The buildings have chopped corners at intersections, so each one is a little public square.  Some have things like fountains in the middle.  Crossings are offset a bit from the intersections, too, so turning traffic has some time to see conflicts on the destination street.  There are well-used special bus/taxi/scooter/bike lanes too.  (Lots of scooters!)

The streets are laid out on a pretty strict grid.  In addition to more typical bus lines, there are numbered H and V lines (Horizontal and Vertical?) to help you navigate by coordinate if you're into that sort of thing.  (You know I am.)  The Metro has a lot of well-connected lines, but the stations are so HOT.  Wow.  The T never gets this bad in the middle of August - and the outside air has generally been reasonably pleasant here.  What's the deal?

Expanding out from the Metro to media distancia, things get more complicated.  The Rodalies network is a system of commuter trains to suburbs and more distant destinations.  Ferrocarrils is another such network.  I could not figure out how exactly they differed.  There's also a "Tram" which I never saw in action - possibly a third such system?

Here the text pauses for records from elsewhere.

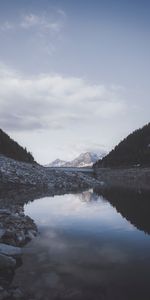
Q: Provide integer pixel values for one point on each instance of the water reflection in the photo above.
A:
(86, 249)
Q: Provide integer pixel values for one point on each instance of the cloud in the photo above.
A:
(42, 22)
(36, 31)
(52, 101)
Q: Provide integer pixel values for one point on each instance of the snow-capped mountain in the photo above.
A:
(83, 160)
(56, 163)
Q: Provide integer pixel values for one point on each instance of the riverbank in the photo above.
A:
(136, 179)
(16, 230)
(17, 174)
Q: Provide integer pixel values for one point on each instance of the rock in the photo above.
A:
(17, 294)
(7, 262)
(2, 232)
(4, 295)
(9, 250)
(5, 211)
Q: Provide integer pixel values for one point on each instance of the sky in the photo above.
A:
(74, 74)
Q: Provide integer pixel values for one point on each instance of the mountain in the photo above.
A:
(83, 160)
(56, 163)
(12, 149)
(133, 151)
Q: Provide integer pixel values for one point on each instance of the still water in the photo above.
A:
(88, 248)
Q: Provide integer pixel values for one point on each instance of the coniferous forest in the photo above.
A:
(133, 151)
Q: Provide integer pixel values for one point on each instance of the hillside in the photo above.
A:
(12, 149)
(83, 160)
(133, 151)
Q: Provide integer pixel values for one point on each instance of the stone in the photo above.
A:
(9, 250)
(7, 262)
(2, 232)
(17, 294)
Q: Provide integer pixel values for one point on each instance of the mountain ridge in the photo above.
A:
(133, 151)
(86, 159)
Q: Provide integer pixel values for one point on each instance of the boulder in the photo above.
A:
(9, 250)
(7, 262)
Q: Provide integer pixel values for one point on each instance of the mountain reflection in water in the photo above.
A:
(86, 249)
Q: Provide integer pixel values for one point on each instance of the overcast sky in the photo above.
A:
(74, 74)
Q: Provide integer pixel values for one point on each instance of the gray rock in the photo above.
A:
(7, 262)
(2, 232)
(17, 294)
(9, 250)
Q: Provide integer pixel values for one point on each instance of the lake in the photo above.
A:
(89, 247)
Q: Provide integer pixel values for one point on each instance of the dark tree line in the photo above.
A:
(134, 150)
(10, 148)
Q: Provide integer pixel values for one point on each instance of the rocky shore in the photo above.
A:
(15, 174)
(16, 230)
(19, 184)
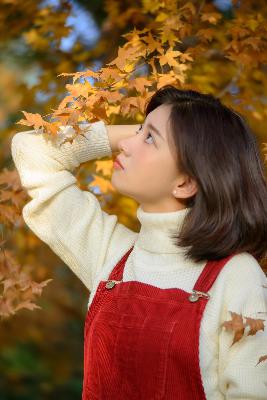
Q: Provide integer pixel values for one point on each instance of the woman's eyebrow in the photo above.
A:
(149, 125)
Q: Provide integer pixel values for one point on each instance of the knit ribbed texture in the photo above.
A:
(90, 241)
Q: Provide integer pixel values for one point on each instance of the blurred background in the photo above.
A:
(41, 351)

The national Spanish railway company Renfe operates the larga distancia trains.  Sigh.  Maybe Germany spoiled me, but in 2000 I could book a trip from any X to any Y in any small town train station, even including local buses, and even if the trip was outside Germany.  In Spain, you apparently can't even get a ticket leaving from the main station in town at the #4-ish station.  You have to actually go there.  (I'd buy online instead, but that just wasn't working at all.)  When I got to the station, the machine wouldn't let me buy the ticket I wanted, so I was afraid they'd sold out!  I would have to (shudder) talk to a human.  I found that they weren't serving after-today long-distance trains yet, which works on the take-a-number system.  And there was a line waiting for the number dispenser to activate for the day.  Oy.  While I'm waiting for my number to be called, I sketch out alternate plans for the rest of my trip in case I couldn't get to Córdoba on Weds.  Eventually I'm called to the window and my train is sold out at the low price (aha) but I can book Turista Plus (like airline "Economy Plus" ?) for 50 additional euros.  I'm kicking myself for not booking earlier, but it's worth it at this point.

Actually boarding this train, however, was a dream.  The 300 km/h (186 MPH) AVE is the equal of Germany's ICE or France's TGV.  Flying across the Spanish countryside (again, I'm thinking of Utah or Nevada) was so smooth that it was actually disorienting to disembark in a different city.  How was it possible I had actually traveled somewhere?